Sharawy: Keineswegs! Wir wurden systematisch mehrfach vor vollendete Tatsachen gestellt. Nie wurde im Vorfeld von „Entscheidungen“, von denen es dann immer wieder hieß, der „Verwaltungsrat“ des Auslandssekretariats habe eben so und so entschieden, mit uns oder dem Pfarrer gesprochen. Anspruch und Wirklichkeit in der katholischen Kirche in Deutschland scheinen sehr gegensätzlich zu sein. Vom oft beschworenen „Dialog“ war keine Rede. Nun haben wir, mit 1. August 2014, beide Hauptamtliche verloren.

kath.net: Aber Sie haben ja ihren Pfarrer noch?

Sharawy: Bischof Lehmann von Mainz sind wir sehr dankbar, dass er die jetzige Lösung für uns gefunden hat. Er hat pastorales und menschliches Gespür!

Doch die Gemeinde selbst wurde durch die Bischofskonferenz total aufgegeben! Dr. van der Velden, unser ehemaliger Pastoraltheologe, hatte durch seine Arbeit als Religionslehrer an der Deutschen Evangelischen Oberschule unseren „Etat“ verdient. Damit konnten wesentliche Aufgaben der Gemeinde, zum Beispiel die Seniorenarbeit für über 100 Seniorinnen und Senioren, finanziert werden. Der Pfarrer hatte Reisekosten, Benzinkosten, Autoreparaturen direkt von Bonn bezahlt bekommen. Und nun? Msgr. Schroedel besucht täglich noch in Kairo unsere Gemeindemitglieder und fährt etwa 100 Kilometer mit seinem Privatwagen. Er besucht Alexandria (hin und zurück 500 km), Hurghada (hin und zurück 900 km) Dahab (hin und zurück 1500 km). Das alles wird nicht mehr von Deutschland finanziert.

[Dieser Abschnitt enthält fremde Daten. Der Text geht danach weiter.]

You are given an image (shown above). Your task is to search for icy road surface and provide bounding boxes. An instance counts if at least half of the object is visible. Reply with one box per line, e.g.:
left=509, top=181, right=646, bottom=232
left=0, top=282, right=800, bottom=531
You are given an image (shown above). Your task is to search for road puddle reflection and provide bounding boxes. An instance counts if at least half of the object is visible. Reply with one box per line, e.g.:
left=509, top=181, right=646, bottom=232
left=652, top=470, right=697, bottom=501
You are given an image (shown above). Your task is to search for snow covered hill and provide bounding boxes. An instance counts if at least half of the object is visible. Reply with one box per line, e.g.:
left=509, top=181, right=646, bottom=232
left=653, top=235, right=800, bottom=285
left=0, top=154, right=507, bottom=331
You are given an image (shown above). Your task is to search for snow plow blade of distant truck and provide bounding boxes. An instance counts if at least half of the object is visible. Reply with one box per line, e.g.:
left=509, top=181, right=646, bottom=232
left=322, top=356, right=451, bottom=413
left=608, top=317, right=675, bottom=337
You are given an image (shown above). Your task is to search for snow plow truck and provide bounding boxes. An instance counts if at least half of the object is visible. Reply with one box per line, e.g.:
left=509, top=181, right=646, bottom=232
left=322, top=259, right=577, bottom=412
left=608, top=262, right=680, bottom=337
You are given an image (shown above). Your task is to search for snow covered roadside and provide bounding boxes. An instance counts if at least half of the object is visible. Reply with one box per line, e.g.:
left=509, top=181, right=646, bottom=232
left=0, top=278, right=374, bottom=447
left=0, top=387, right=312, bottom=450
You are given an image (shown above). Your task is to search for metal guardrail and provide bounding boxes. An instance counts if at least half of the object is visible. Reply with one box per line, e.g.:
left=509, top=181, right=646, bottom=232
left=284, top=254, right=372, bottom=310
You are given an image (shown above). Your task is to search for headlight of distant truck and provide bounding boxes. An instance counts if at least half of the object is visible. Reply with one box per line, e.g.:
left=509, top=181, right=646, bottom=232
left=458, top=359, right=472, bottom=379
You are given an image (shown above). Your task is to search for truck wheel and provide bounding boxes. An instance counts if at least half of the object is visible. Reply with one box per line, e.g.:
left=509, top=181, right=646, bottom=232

kath.net: Welche Lösung stellen Sie sich dafür vor?

Sharawy: Wir werden versuchen, Spenden zu sammeln und eventuell einen Hilfsfonds auch in Deutschland zu errichten. Jedenfalls wurden wir von Seiten des Auslandssekretariats einfach völlig im Stich gelassen. Pfr. Schroedel berichtete, er habe gebeten, die versprochenen Exemplare des „Neuen Gotteslob“ zuzusenden. Das wurde ihm mündlich abschlägig beschieden. Eine nochmalige schriftliche Bitte und die Hilfe und Zusendung des Gotteslobs wurde erst gar nicht beantwortet. Früher bekamen wir auch einige Zeitschriften, finanziert durch den Albert-Büttner-Verein, dessen Aufsichtsratsvorsitzender der Leiter des Auslandssekretariats ist; auch hier ist bis jetzt keine Lieferung mehr gekommen. Wir fühlen uns allein gelassen. Und das in der derzeitigen problematischen Situation für Christen weltweit!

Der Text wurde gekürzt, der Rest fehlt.